The question presented is whether § 7212(a)’s residual clause, italicized above, requires that there was a pending IRS action or proceeding, such as an investigation or audit, of which the defendant was aware when he engaged in the purportedly obstructive conduct
- The Government's Brief in Opposition is here. The Government states the issue as:
Whether a conviction under 26 U.S.C. 7212(a) for corruptly endeavoring to obstruct or impede the due administration of the tax laws requires proof that the defendant acted with knowledge of a pending Internal Revenue Service action.
- The petitioner's reply is here.
- The Amicus Brief of the American College of Tax Counsel in favor of granting the petition is here.
- The Amicus Brief for the Cause of Action Institute and the NACDL is here.
- Second Circuit Rejects Aberrational Sixth Circuit Opinion in Kassouf on Requirements for § 7212(a) Tax Obstruction (Federal Tax Crimes Blog 10/15/16), here.
- Great Second Circuit Dissent on Potential Overreach in Tax Obstruction (Federal Tax Crimes Blog 2/28/17), here.
- Fifth Circuit Joins Majority Decisions that § 7212(a) Requires No Pending Investigation (Federal Tax Crimes Blog 5/28/17), here.
1. Although there is a circuit split, the one case creating the split -- Kassouf in the Sixth Circuit -- has been so narrowed by subsequent cases in the Sixth Circuit that I am a bit surprised the Court would take the case. Nevertheless, although narrowing Kassouf, the Sixth Circuit has not overturned it, thereby causing the split to linger.
2. Given the limited number of tax cases accepted for certiorari, this probably does not bode well for Daugerdas' Petition. See Daugerdas Grasps for the Supreme Court (Federal Tax Crimes Blog 6/26/17), here.

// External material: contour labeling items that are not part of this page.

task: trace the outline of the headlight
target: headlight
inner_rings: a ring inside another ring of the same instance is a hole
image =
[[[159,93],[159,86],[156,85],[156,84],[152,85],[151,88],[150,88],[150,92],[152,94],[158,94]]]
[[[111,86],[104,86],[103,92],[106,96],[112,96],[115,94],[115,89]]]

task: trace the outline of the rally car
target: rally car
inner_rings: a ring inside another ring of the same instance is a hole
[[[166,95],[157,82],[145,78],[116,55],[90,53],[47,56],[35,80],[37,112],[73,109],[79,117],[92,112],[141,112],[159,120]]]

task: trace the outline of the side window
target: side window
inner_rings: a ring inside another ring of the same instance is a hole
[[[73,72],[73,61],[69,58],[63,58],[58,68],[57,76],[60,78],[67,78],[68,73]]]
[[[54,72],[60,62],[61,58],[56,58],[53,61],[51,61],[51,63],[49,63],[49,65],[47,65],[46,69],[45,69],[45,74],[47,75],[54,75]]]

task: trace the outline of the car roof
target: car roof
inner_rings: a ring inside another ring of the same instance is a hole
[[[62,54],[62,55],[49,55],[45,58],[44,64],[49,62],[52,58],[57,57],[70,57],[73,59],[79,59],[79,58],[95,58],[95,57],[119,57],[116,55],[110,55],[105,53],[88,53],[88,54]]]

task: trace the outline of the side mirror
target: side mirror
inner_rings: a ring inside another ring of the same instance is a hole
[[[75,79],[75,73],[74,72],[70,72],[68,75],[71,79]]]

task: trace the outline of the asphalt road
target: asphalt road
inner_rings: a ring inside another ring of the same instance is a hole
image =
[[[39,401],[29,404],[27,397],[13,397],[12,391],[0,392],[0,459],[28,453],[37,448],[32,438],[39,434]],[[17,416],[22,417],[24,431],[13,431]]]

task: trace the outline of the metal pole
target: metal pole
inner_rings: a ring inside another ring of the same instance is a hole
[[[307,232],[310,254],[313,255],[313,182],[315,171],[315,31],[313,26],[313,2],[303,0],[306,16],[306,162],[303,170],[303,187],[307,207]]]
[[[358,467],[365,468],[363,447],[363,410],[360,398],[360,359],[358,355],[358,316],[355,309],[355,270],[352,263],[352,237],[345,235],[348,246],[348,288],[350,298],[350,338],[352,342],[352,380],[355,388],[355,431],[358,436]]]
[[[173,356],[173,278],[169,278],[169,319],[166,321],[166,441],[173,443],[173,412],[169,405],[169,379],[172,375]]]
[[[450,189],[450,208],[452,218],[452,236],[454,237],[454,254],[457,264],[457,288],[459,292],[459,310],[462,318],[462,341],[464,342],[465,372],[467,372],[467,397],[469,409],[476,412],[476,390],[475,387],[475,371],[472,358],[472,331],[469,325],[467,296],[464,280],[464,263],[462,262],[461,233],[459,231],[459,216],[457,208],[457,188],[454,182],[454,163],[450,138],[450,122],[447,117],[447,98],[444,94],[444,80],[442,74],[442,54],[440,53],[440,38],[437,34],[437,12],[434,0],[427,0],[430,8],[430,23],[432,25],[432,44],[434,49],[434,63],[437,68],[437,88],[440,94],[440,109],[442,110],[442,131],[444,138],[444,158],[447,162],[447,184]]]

3. I am not sure that a Government loss would do anything other than encourage it to charge the pattern affected as a defraud / Klein conspiracy. See Court Rejects Dismissal of Superseding Indictment and Defraud Conspiracy Count As Substitute for Dismissed Tax Obstruction Count (Federal Tax Crimes Blog 4/13/17), here. The CTM used to say that tax obstruction under § 7212(a) was a one-person defraud / Klein conspiracy. For most significant tax crimes, there will be at least one person close enough to be a co-conspirator, since only a slight connection is required. See Ninth Circuit Affirmance in Tax Convictions; Comments on Slight Evidence Formulation (Federal Tax Crimes Blog 6/20/17), here. This calls to mind Judge Easterbrook's famous lament that "prosecutors seem to have conspiracy on their word processors as Count I; rare is the case omitting such a charge." United States v . Reynolds, 919 F.2d 435, 439 (7th Cir. 1990). Another sound-bite from Judge Learned Hand: conspiracy is "the darling of the modern prosecutor's nursery." Harrison v. United States, 7 F.2d 259, 263 (2d Cir. 1925). And, even where a conspiracy cannot be charged because there really is a lone-wolf actor, almost invariably there will be an investigation of some sort in most of the cases that have been charged as tax obstruction. So, only a smaller subset of cases will be affected, and undoubtedly some other charge can be made -- for example, evasion with the obstructive acts being treated as affirmative acts of evasion.